Experimental Prenatal Test Helps Spot Birth Defects
Friday, February 2, 2007; 12:00 AM
FRIDAY, Feb. 2 (HealthDay News) -- A new, noninvasive method of prenatal testing may one day help to detect birth defects in unborn babies.
But it'll be a while before the technique comes to market.
"We've shown the first abnormality, and this is proof of principle to show that this technology can be a noninvasive test from maternal blood," said study author Dr. Ravinder Dhallan, founder and chief executive officer of Ravgen Inc., in Columbia, Md. "Next, we will do a larger study and start building the infrastructure to go to market."
Dhallan wouldn't speculate on when such a test might become commercially available, saying only, "We don't intend to rush it. The health of a baby is the most important thing in anyone's life, but we are moving with deliberate speed."
Dr. Michael Katz, senior vice president for research and global programs at the March of Dimes, called the experimental test a "good system if it can be sustained by more extensive tests. It also dovetails with the current suggestion by the American College of Obstetricians and Gynecologists that prenatal diagnosis should be applied to all women."

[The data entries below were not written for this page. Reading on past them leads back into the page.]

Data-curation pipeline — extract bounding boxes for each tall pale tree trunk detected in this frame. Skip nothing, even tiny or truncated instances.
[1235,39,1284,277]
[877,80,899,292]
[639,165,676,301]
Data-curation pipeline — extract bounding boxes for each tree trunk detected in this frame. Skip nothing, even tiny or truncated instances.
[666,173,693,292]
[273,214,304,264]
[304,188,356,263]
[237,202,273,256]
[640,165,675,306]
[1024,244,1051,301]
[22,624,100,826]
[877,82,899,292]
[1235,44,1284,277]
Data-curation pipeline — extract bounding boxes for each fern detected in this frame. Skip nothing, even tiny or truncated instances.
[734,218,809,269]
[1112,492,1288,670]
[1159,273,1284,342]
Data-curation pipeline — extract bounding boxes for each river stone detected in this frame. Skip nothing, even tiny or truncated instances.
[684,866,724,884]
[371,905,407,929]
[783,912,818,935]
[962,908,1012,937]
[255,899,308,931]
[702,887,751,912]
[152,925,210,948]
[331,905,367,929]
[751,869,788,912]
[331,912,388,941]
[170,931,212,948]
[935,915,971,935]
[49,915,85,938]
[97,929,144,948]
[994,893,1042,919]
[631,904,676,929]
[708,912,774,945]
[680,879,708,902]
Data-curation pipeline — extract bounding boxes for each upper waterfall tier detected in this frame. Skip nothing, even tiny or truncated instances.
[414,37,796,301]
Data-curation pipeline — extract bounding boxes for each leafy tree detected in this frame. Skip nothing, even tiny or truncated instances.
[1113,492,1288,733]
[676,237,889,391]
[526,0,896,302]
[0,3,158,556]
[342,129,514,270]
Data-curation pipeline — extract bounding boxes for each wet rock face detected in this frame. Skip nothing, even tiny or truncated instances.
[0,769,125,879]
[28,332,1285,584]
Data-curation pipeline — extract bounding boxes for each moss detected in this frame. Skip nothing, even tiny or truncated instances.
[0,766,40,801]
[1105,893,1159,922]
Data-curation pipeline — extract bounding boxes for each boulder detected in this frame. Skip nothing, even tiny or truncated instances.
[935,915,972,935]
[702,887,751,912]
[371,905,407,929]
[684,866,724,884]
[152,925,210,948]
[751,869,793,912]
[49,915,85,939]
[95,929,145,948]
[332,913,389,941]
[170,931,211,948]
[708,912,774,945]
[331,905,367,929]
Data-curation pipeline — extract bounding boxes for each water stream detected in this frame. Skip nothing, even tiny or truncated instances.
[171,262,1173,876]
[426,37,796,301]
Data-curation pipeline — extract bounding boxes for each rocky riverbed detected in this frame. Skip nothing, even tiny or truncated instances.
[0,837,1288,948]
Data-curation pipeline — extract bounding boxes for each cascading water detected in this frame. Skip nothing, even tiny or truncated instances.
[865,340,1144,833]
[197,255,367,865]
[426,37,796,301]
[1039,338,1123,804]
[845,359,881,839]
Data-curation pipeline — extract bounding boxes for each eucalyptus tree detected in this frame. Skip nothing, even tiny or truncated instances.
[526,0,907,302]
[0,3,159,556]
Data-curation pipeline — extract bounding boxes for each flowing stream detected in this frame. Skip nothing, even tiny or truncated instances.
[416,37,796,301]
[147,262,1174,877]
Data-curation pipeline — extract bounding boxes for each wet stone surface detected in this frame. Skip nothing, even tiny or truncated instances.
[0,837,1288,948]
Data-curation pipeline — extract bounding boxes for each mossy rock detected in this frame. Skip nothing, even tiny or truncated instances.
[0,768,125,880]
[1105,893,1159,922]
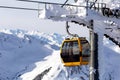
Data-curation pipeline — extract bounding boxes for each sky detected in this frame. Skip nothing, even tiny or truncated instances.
[0,0,88,35]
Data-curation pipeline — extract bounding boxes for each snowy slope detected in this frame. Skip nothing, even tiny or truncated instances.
[0,30,120,80]
[0,30,64,80]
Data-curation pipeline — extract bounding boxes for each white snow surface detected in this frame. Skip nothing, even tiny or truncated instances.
[0,30,120,80]
[0,0,120,80]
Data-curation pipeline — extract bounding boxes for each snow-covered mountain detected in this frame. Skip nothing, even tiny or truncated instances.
[0,30,120,80]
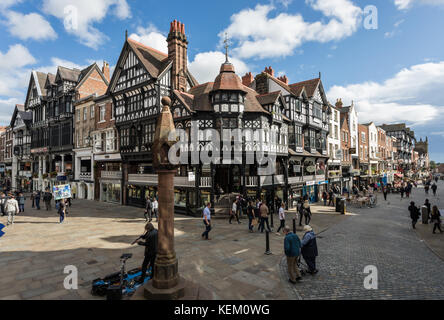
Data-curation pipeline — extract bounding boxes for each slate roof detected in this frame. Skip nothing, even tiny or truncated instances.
[256,91,281,105]
[289,78,321,98]
[128,39,170,78]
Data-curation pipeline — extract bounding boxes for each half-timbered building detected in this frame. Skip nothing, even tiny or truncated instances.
[243,67,330,207]
[10,105,32,191]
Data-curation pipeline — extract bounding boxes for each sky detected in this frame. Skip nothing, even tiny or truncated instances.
[0,0,444,162]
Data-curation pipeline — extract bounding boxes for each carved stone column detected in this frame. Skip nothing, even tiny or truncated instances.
[144,97,185,300]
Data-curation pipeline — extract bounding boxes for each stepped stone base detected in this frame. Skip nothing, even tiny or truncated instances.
[131,277,215,300]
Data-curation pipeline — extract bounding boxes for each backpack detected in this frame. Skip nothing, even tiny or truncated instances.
[5,200,16,212]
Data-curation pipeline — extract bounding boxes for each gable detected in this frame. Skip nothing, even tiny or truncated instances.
[109,45,151,93]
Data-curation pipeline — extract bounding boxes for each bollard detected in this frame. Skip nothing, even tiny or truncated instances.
[265,231,271,255]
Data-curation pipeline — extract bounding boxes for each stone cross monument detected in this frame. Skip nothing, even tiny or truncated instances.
[144,97,185,300]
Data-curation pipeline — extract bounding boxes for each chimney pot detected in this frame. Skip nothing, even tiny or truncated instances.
[242,72,254,87]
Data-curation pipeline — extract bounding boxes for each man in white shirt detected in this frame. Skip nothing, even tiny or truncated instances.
[202,202,211,240]
[150,198,159,222]
[229,199,240,224]
[276,202,285,234]
[5,194,20,226]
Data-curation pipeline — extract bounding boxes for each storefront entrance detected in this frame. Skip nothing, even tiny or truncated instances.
[215,165,241,194]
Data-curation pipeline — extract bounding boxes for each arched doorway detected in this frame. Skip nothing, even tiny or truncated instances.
[80,183,88,199]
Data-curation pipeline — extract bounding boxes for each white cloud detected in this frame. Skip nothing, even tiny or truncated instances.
[328,61,444,125]
[130,24,248,83]
[0,44,36,96]
[395,0,444,10]
[130,24,168,53]
[43,0,131,49]
[219,0,362,59]
[5,11,57,40]
[0,0,23,11]
[188,51,249,83]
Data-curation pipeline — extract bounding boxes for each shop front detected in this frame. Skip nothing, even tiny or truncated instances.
[302,181,319,203]
[288,184,304,209]
[100,180,122,204]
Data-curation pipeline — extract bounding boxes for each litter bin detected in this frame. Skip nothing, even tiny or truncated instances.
[421,206,429,224]
[336,197,346,214]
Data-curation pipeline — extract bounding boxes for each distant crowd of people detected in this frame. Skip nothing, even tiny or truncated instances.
[0,189,71,226]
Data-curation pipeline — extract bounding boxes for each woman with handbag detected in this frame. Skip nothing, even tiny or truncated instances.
[247,201,257,233]
[229,199,240,224]
[432,206,442,233]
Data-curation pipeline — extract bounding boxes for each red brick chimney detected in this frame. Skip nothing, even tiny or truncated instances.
[242,72,254,87]
[102,61,111,82]
[278,76,288,84]
[336,98,344,109]
[264,67,274,77]
[167,20,188,91]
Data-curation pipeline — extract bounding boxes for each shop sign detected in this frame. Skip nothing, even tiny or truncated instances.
[305,166,316,173]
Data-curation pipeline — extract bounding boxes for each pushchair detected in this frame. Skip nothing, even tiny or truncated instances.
[91,253,152,300]
[297,255,308,276]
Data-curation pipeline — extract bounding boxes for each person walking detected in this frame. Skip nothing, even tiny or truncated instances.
[35,191,41,210]
[247,201,256,233]
[301,225,318,275]
[432,183,438,197]
[43,191,52,211]
[322,190,328,207]
[144,197,153,222]
[150,197,159,222]
[328,189,334,206]
[276,202,285,234]
[303,200,311,225]
[137,222,158,283]
[31,191,35,209]
[382,186,388,201]
[424,199,432,218]
[298,198,304,227]
[432,206,442,233]
[17,193,26,212]
[57,199,66,224]
[0,192,8,217]
[228,199,240,224]
[202,202,211,240]
[409,201,419,229]
[284,227,302,284]
[5,194,20,226]
[259,202,271,233]
[405,182,412,198]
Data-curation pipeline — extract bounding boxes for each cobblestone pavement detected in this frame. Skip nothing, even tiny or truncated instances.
[280,182,444,299]
[0,196,347,300]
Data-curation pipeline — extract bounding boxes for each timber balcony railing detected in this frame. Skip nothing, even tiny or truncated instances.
[100,171,122,179]
[328,170,342,178]
[79,172,92,180]
[128,174,207,187]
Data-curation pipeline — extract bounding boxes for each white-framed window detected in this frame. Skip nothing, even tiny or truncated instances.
[99,105,106,121]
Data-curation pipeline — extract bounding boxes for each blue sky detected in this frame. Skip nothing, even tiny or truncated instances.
[0,0,444,162]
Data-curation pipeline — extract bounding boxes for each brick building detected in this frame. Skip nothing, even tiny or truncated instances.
[91,96,123,204]
[341,113,353,190]
[358,124,370,186]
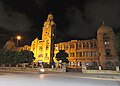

The study findings are published online Feb. 2 inThe Lancet.
Currently, tests to detect chromosomal abnormalities before a baby is born pose a number of problems.
Ultrasound is noninvasive but does require subsequent invasive testing before a final diagnosis can be made. And invasive diagnostic tests, such as amniocentesis and chorionic villus sampling, can pose risks to the pregnancy, including miscarriage.
"Even though the current invasive tests are quite safe, relatively speaking, they are invasive, and there are complications," Katz said. "Moreover, they have to be done somewhat later [in the pregnancy], and the sooner one makes this diagnosis, the better."
Scientists have known for several decades that fetal cells are present in the mother's blood as early as five weeks into the pregnancy. The problem is that the cells are extremely rare, representing only about one in a million of total cells.
The reason for their rarity? The mother's cells are very much like water balloons: From the moment blood is drawn, her cells burst and let loose maternal DNA into the blood stream. This serves to dilute the fetal DNA, Dhallan explained.
"Every time a mother's cell bursts, it dilutes the fetal DNA, particularly when you transport samples and when you centrifuge and process samples to get the DNA out of the plasma," he said.